1B). Therefore, the ginsenoside Rg3-enriched fraction obtained from DIAION HP20 column of the crude ginseng extract contained 80–90 mg/g freeze-dried powder. This yield corresponded to an ∼80 times greater concentration of ginsenoside Rg3 determined in the crude ginseng extract. Nevertheless, as shown in Fig. 1B, ginseol k-g3 also contained other ginsenosides such as Rk1 and Rg5 in the following compositions: 41.68 mg/g and 75.04 mg/g, respectively. The effects of single and repeated treatment of ginseol k-g3 at various doses (12.5 mg/kg, 25 mg/kg, 50 mg/kg, 100 mg/kg and 200 mg/kg) on locomotor activity of mice were examined. The effects

of RG (100 mg/kg), Rg3 (20 mg/kg and 40 mg/kg) and donezepil (5 mg/kg) were also evaluated for comparison. As shown in Fig. 2A, www.selleckchem.com/products/ON-01910.html single treatment with the four doses of ginseol k-g3 did not affect locomotor activity of mice (p > 0.05). Furthermore, ginseol k-g3 did not affect rearing frequency of mice (p > 0.05, Fig. 2B). It was also notable that RG, the two doses of Rg3, as well as the single dose of donezepil did not alter ambulatory and stereotypic behaviors of mice ( Fig. 2A and B). Meanwhile, no differential locomotor activities were observed in both saline- and ginseol k-g3-treated mice during Day3 and Day 6 of drug administration.
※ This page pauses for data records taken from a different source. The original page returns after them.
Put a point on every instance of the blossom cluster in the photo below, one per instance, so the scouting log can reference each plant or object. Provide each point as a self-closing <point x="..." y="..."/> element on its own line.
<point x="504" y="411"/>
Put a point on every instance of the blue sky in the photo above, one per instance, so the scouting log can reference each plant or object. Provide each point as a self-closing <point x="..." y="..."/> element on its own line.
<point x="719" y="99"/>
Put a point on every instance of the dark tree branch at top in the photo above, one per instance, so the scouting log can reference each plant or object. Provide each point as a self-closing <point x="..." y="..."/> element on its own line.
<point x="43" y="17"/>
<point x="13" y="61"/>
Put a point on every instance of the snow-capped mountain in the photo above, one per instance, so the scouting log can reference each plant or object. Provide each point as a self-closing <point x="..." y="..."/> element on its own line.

As 5-FU concentration shown in Fig. 2C, the total moved distance and rearing frequency ( Fig. 2D) were similar between control

and ginseol k-g3-treated mice, and also in mice treated with RG and Rg3. Altogether, these results indicate that ginseol k-g3 does not cause sedation upon single or repeated administration. These findings also demonstrate that ginseol k-g3 does not impair motor function or exploratory activity. Spontaneous alternation behavior determined using the Y-maze test has been viewed as an indicator of spatial

short-term memory [34]. In this test, mice must remember the arm most recently entered in order to alternate arm choice. Furthermore, treatment with scopolamine has been demonstrated to impair spontaneous alternation behavior in animal models [21]. As shown in Fig. 3A, spontaneous alternation behavior in scopolamine-treated mice was significantly lower than in mice treated with vehicle (p < 0.01). C59 One-way ANOVA showed lack of effect of all doses of ginseol k-g3 in improving scopolamine-induced reduction of spontaneous alternation in mice (p > 0.05). RG and the two doses of Rg3 also failed to enhance spontaneous alternation behavior in scopolamine-treated mice. In contrast, donezepil significantly reversed the cognitive deficit induced by scopolamine in the Y-maze task [t (18) = 4.71, p < 0.001]. Together, these results suggest that that ginseol k-g3, RG and Rg3 do not influence short-term or working memory. Meanwhile, as shown in Fig. 3B, no significant differences were observed among experimental groups in the number of arm entries. This result corroborates the observation that ginseol k-g3 does not affect general locomotor activity of mice.